In Materiali di un’identità (Transeuropa, Massa, 2010), Benedetti ritorna sul tema dell’identità, sempre strettamente connesso a quello della precarietà della memoria e dell’esistenza, e lo legge attraverso gli autori e i filosofi che sente più vicini: come lui, Paul Celan, Rainer Maria Rilke, Yves Bonnefoy, Cesare Pavese, Carlo Michelstaedter, Martin Heidegger e Georges Bataille sono interessati a vedere e rappresentare l’uomo nella sua verità più elementare, nel “brivido di stare”.
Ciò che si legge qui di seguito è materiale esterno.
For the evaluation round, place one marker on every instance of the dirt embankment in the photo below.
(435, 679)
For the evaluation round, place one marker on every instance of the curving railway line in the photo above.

Anche nell’ultima raccolta che Benedetti ha pubblicato, Tersa morte (Mondadori, Milano, 2013), il legame fortissimo tra poesia e biografia emerge dalla totale corrispondenza tra sé e il proprio sguardo e tra lo sguardo e le cose («Si resta a guardare, / le parole scorrono insieme alle dita»), minacciata dalla “paura di non poter vedere” che serpeggia sempre nelle sue poesie, come dimostra la frequenza quasi ossessiva di termini legati al senso della vista («Io che sono delle cose negli occhi, / ma non so dire come sono quando le guardo»): Benedetti richiama la pittura di Morandi che si concentra a tal punto sugli oggetti da smaterializzarli e da smarrire in essi la sua identità, avvertendone l’irresistibile attrazione («Questo guardare le mani / rigirandole / o lo sguardo per andare / tra le tante voci»).

Pur con una sintassi più fluida, l’obiettivo del poeta è sempre quello di raggiungere, trascendendo la realtà e il mondo del vissuto, uno sguardo puro, assoluto, staccato dal corpo e dalla mente («E le mie parole dopo le mie, / la terra tutta, rotonda, intera / da lontano come il mio corpo»): è lo sguardo del sosia, di colui che non c’è più e ci guarda e non dice nulla, un’immagine che ritorna spesso nelle ultime raccolte e che indica ancora una volta la volontà di liberarsi dal peso della propria soggettività per osservarsi da un punto di vista esterno, extrastorico («Si diventa altri occhi/per morire dovunque / Ci si dimentica di sé / e il sosia ripete le onde del mare»).

Questo lavoro continuo e tenace di purificazione dello sguardo, in un’epoca satura di immagini e di messaggi inconsistenti, è l’eredità più significativa che la poesia di Mario Benedetti ci lascia, insieme alla consapevolezza che «Quel nulla che noi non saremo / porta con sé e cancella tutto«.